A recent study presented at the American Geophysical Union's annual meeting shows Seattle may suffer from a future megathrust earthquake. Previously, Seattle was thought to be relatively safe. But University of Washington earth scientist Kenneth Creager reveals otherwise. According to Creager, new evidence “continues to paint the picture of the possibility that a megathrust earthquake can occur closer to the Puget Sound region than was thought just a few years ago."

Scientists report that megathrust quakes occur roughly every 500 years along the Cascadia subduction zone. This zone runs from Northern California to Vancouver Island in British Columbia, just where the Juan de Fuca tectonic plate dips beneath the North American plate. 

According to scientists, this is a locked area that can produce a megathrust earthquake, causing widespread heavy damage. Massive magnitude 9 earthquakes occur about every 500 years. An earthquake of this magnitude would be comparable to the 2004 Indian Ocean earthquake which caused a devastating tsunami.

How have scientists come to this conclusion?

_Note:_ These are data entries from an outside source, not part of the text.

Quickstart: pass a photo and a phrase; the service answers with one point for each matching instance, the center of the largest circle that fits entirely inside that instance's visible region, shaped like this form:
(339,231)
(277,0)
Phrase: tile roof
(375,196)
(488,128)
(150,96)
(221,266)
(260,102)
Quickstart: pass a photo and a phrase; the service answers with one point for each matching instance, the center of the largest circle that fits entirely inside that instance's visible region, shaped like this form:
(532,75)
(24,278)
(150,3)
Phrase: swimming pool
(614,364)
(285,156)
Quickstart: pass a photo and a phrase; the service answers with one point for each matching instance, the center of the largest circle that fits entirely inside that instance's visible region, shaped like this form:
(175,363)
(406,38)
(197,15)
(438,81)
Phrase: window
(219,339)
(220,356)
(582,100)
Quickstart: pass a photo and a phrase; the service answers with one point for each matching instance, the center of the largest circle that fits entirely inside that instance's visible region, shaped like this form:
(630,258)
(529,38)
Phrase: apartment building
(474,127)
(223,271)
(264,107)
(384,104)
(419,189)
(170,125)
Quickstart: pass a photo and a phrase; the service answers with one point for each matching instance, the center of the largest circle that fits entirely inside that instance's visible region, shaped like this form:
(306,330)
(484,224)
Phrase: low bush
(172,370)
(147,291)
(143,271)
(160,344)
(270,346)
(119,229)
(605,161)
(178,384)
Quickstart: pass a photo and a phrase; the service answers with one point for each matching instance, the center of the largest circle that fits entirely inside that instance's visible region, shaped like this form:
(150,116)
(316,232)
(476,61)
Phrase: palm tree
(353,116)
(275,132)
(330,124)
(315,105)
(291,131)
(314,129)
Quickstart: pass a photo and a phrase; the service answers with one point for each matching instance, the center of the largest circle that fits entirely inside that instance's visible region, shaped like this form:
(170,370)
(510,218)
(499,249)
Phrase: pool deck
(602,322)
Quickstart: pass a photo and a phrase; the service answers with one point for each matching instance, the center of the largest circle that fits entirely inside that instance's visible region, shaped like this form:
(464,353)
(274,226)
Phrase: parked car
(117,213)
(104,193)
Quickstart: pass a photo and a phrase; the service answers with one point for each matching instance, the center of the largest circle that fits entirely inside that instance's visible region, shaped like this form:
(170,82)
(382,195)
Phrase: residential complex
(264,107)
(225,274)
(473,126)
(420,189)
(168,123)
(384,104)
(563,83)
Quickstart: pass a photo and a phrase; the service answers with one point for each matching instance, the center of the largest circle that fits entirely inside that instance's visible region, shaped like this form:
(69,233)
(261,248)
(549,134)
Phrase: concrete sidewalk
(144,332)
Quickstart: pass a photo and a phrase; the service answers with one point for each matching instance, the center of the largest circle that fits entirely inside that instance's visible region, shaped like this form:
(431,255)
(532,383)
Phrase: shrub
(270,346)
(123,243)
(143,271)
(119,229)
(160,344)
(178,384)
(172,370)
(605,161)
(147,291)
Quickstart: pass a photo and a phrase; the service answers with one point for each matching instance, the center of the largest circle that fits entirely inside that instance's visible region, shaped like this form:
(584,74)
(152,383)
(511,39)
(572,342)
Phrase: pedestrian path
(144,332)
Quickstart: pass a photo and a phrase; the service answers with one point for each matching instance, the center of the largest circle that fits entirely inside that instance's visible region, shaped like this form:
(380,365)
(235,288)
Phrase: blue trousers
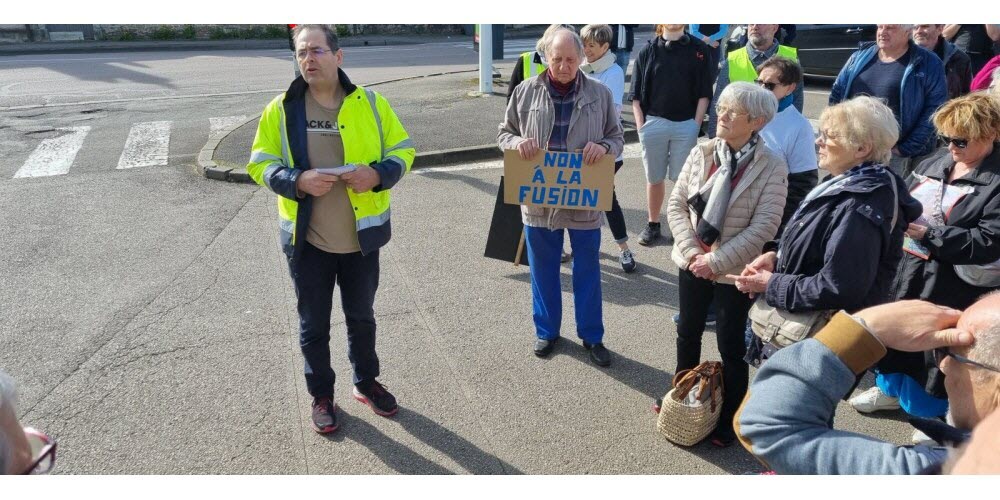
(544,252)
(314,275)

Rumblings have been recently detected in the Cascadia zone. According to Creager, "There appear to be tremor swarms that repeat, both in terms of their duration and in where they are." These rumblings last anywhere from one to 70 hours, and they occur in semi-regular patterns between the "tremor and slip" events that scientists were already monitoring.

Apparently, the two tectonic plates are locked together. Consequently, stress builds at their interface as they collide with each other at a rate of about 4 centimeters, or 1.6 inches a year. These tremor and slip events occur at the interface of the plates as they gradually descend beneath the surface, at depths of about 19 to 28 miles.

By studying these small tremors, scientists are getting a better idea of just how a megathrust earthquake would affect Seattle and its outlying areas. Hopes remain that the study will enable engineers to revise building codes in preparation. Buildings would be able to withstand a huge quake, especially if the source is substantially closer to the city than it was previously expected to be.

But don’t stock up on batteries quiet just yet. The last megathrust earthquake occurred in 1700, which makes the Pacific Northwest due another one sometime around 2200.